Apple’s ‘Scary Fast’ Presentation With M3-Powered MacBook Pro and iMac Models apple.com

Apple held a short presentation tonight to introduce its first M3 SoCs — built with the same three-nanometre process as its A17 Pro chip in the iPhone 15 Pro — and updated Macs which use those chips: a refreshed iMac and MacBook Pro line. Aside from the SoC, there appears to be little new in either line; the MacBook Pro’s display is a little brighter, and there is a new darker grey finish for M3 Pro and M3 Max models.

Perhaps the most curious part of these new Macs is that Apple is pitching them specifically to people who own Intel models — or, in the words of John Ternus, anyone “still” using a computer Apple stopped selling just two years ago. Of course, these are significant upgrades from comparable Intel models; whether you believe the 24-inch iMac is comparable to a 27-inch 5K model, on the other hand, is a matter of interpretation. I do not think it is, and Apple’s insistence that it is “the perfect size and resolution to replace both the 4K and the 5K” Intel iMacs is robbing me of any hope of a larger version to eventually replace my 5K model.
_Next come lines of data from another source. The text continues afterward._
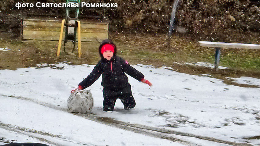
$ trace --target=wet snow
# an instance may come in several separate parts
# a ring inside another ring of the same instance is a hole
[[[71,64],[42,63],[37,68],[0,70],[0,137],[3,138],[0,144],[13,140],[15,142],[53,145],[185,145],[66,112],[70,91],[94,66]],[[92,114],[223,141],[260,144],[259,139],[250,138],[260,135],[259,88],[227,85],[208,75],[188,75],[166,66],[141,64],[133,66],[153,84],[149,87],[128,76],[136,107],[125,111],[118,100],[113,111],[103,112],[100,77],[88,88],[94,98]],[[238,84],[258,86],[260,80],[247,77],[230,79]],[[180,135],[175,137],[201,145],[213,142]]]

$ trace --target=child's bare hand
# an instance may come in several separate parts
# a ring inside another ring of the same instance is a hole
[[[142,80],[141,80],[141,81],[143,83],[148,84],[148,85],[149,85],[150,87],[151,86],[153,85],[153,84],[152,84],[152,83],[149,82],[149,81],[147,80],[145,80],[144,78],[142,79]]]

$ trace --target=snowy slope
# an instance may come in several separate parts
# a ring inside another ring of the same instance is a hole
[[[133,67],[153,86],[128,76],[135,108],[125,111],[118,100],[114,111],[103,112],[100,77],[88,88],[92,114],[77,115],[66,112],[67,100],[94,66],[69,64],[0,70],[0,144],[8,140],[53,145],[260,144],[259,138],[251,139],[260,135],[259,88],[139,64]],[[233,79],[260,87],[259,79]]]

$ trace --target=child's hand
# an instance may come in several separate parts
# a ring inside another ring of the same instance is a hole
[[[74,90],[72,90],[71,91],[70,91],[70,93],[72,94],[72,93],[73,93],[73,92],[75,92],[76,91],[77,91],[78,90],[82,90],[83,88],[82,88],[82,87],[81,87],[81,86],[79,85],[79,87],[78,87],[77,88],[76,88],[76,89],[75,89]]]
[[[153,85],[152,83],[150,82],[148,80],[145,80],[144,78],[143,78],[141,80],[141,81],[144,84],[148,84],[149,86],[151,86]]]

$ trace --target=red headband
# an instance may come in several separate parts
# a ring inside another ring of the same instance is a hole
[[[106,44],[103,45],[101,48],[101,54],[103,54],[106,51],[111,51],[113,53],[115,52],[114,46],[110,44]]]

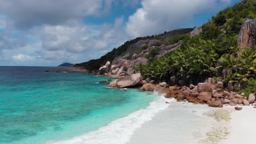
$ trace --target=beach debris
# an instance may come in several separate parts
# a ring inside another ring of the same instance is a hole
[[[238,106],[236,106],[236,107],[235,107],[235,110],[237,110],[237,111],[240,111],[240,110],[241,110],[242,109],[243,109],[243,107],[238,107]]]
[[[248,102],[250,104],[253,104],[255,101],[255,95],[253,93],[251,93],[249,95],[249,98],[248,98]]]
[[[249,105],[250,104],[249,103],[249,102],[248,102],[248,100],[247,100],[246,99],[243,99],[243,104],[244,105]]]
[[[153,92],[156,88],[156,86],[153,84],[148,83],[144,85],[142,87],[141,87],[140,89],[143,91],[148,91]]]

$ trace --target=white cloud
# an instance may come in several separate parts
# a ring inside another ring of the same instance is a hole
[[[123,19],[117,19],[114,24],[86,25],[78,21],[69,21],[62,25],[44,25],[34,28],[33,35],[39,35],[43,48],[48,51],[65,50],[80,53],[86,50],[109,48],[124,42]]]
[[[178,28],[182,23],[191,21],[193,15],[199,12],[223,8],[219,1],[143,0],[142,8],[129,17],[126,32],[135,38]],[[230,1],[221,1],[225,3]]]
[[[5,16],[0,15],[0,29],[5,28],[7,22]]]
[[[106,14],[112,0],[0,0],[0,13],[8,15],[16,26],[27,28]]]
[[[23,54],[18,54],[17,55],[14,55],[12,57],[13,60],[18,61],[32,61],[34,60],[35,58],[34,57],[25,55]]]
[[[124,22],[124,17],[120,17],[115,19],[115,26],[120,26],[123,25]]]

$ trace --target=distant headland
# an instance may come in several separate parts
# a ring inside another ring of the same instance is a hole
[[[72,65],[73,65],[73,64],[72,64],[72,63],[62,63],[62,64],[58,65],[58,67],[70,67],[70,66],[71,66]]]

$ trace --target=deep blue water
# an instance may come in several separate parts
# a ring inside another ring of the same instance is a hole
[[[106,77],[56,73],[58,69],[63,68],[0,67],[0,143],[71,139],[146,108],[156,99],[138,89],[97,83]]]

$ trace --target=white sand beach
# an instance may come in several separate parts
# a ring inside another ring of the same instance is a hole
[[[256,109],[242,107],[173,101],[137,129],[127,143],[256,143]]]
[[[256,109],[252,106],[244,106],[241,111],[231,113],[230,133],[222,144],[256,143]],[[229,107],[230,110],[230,108]]]

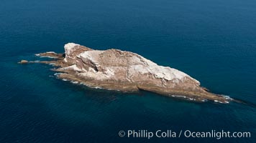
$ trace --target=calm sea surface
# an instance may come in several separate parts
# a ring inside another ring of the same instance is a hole
[[[0,142],[256,142],[255,0],[1,0]],[[183,71],[250,105],[124,94],[57,79],[36,53],[75,42]],[[250,138],[121,138],[120,130],[250,132]]]

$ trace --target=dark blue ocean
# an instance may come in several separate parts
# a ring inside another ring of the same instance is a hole
[[[138,53],[247,104],[90,89],[21,59],[75,42]],[[256,142],[255,0],[1,0],[0,142]],[[250,138],[128,138],[120,130],[250,132]]]

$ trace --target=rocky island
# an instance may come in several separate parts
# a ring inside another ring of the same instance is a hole
[[[40,62],[55,66],[58,77],[85,84],[122,92],[145,90],[188,100],[229,103],[228,97],[209,92],[189,75],[157,65],[143,56],[119,49],[95,50],[74,43],[65,45],[65,53],[36,54],[52,58]]]

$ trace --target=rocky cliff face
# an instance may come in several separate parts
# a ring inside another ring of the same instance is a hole
[[[65,54],[46,52],[60,66],[60,79],[124,92],[140,89],[199,102],[213,100],[227,103],[227,97],[211,94],[200,82],[177,69],[159,66],[135,53],[118,49],[94,50],[79,44],[65,45]]]

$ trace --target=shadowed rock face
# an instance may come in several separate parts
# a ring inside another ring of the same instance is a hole
[[[124,92],[140,89],[198,102],[227,103],[229,98],[207,92],[200,82],[177,69],[159,66],[135,53],[118,49],[93,50],[79,44],[65,45],[65,54],[39,54],[56,60],[60,79],[79,82],[91,87]]]

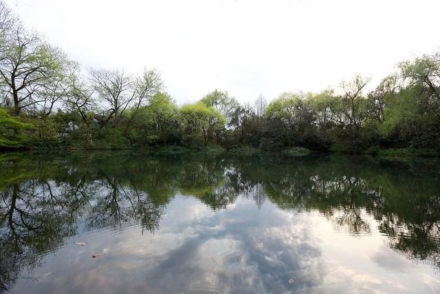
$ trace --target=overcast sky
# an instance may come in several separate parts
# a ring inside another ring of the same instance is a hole
[[[85,68],[162,73],[182,104],[215,89],[240,101],[376,84],[440,48],[440,1],[6,0]]]

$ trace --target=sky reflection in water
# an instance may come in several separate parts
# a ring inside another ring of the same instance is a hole
[[[103,153],[0,164],[1,286],[14,293],[440,291],[437,162]]]

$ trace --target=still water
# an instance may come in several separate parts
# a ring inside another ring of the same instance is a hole
[[[0,292],[440,293],[433,161],[0,156]]]

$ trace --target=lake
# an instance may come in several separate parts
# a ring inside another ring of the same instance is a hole
[[[440,164],[0,156],[0,291],[440,293]]]

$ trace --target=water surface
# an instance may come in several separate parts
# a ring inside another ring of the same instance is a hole
[[[440,293],[434,161],[4,154],[0,200],[0,291]]]

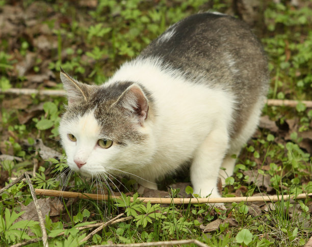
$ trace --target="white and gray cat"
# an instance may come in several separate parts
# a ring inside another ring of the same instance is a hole
[[[125,175],[155,189],[189,162],[194,193],[212,198],[256,128],[269,82],[247,25],[215,13],[171,26],[102,85],[64,71],[61,78],[68,106],[60,132],[72,170]]]

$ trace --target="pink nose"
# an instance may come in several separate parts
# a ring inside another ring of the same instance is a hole
[[[82,162],[81,160],[75,160],[74,159],[74,162],[75,163],[76,163],[76,164],[77,165],[77,166],[78,167],[78,168],[79,168],[80,169],[82,168],[82,167],[84,165],[86,164],[86,162],[85,162],[84,163],[83,162]]]

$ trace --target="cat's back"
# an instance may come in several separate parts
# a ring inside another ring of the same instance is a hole
[[[267,62],[248,25],[233,17],[203,13],[171,26],[138,59],[157,58],[192,82],[211,87],[266,92]]]

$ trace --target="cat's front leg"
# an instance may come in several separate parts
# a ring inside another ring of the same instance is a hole
[[[212,131],[199,147],[191,166],[194,192],[201,197],[221,197],[217,183],[219,170],[228,146],[226,128]]]

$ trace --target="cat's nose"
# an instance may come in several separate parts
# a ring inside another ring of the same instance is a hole
[[[82,167],[84,165],[86,164],[86,162],[85,162],[84,163],[81,160],[76,160],[76,159],[74,159],[74,162],[75,163],[76,163],[76,164],[77,165],[77,167],[78,167],[78,168],[79,168],[80,169],[82,168]]]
The rumour mill was a curious beast this time around. Just two weeks ago, Mark Gurman said there would be no new Macs this month, with the earliest M3 Macs coming out “between early and spring 2024”. In the next newsletter, however, Gurman reversed his predictions, claiming new iMacs and MacBook Pro models would be launched soon. Then, after Apple announced this presentation last week, Ming-Chi Kuo said new M3-based MacBook Pros would be its focus. Gurman said a lower-cost model of the MacBook Pro featuring the base M3 chip would not be launched until next year, and claimed the new iMac’s accessories would have USB-C ports instead of Lightning ports. Also, Ben Lovejoy of 9to5Mac found it “sketchy” that a supposed new MacBook Pro box leaked with a “crude” and “boring” desktop picture.

Kuo was, as it turns out, right. Gurman’s predictions were a mess; there is no way that Apple changed its mind about running this event in the past two weeks. Lovejoy flubbed it.

There was one special treat at the end of the presentation, when Apple noted the entire thing was shot on the iPhone 15 Pro Max — “all presenters, locations, and drone footage”. There was not a single moment when something felt off, or different, or questionable. Of course, just because something is shot with specific equipment, it does not mean what we are seeing in the final edit is entirely from that footage. But I have quietly wondered if Apple would start using its own cameras for these presentations. Now, we have our answer: it just did, and nobody was the wiser until the credits rolled.

Update: Apple has now published a behind-the-scenes look at shooting on iPhones.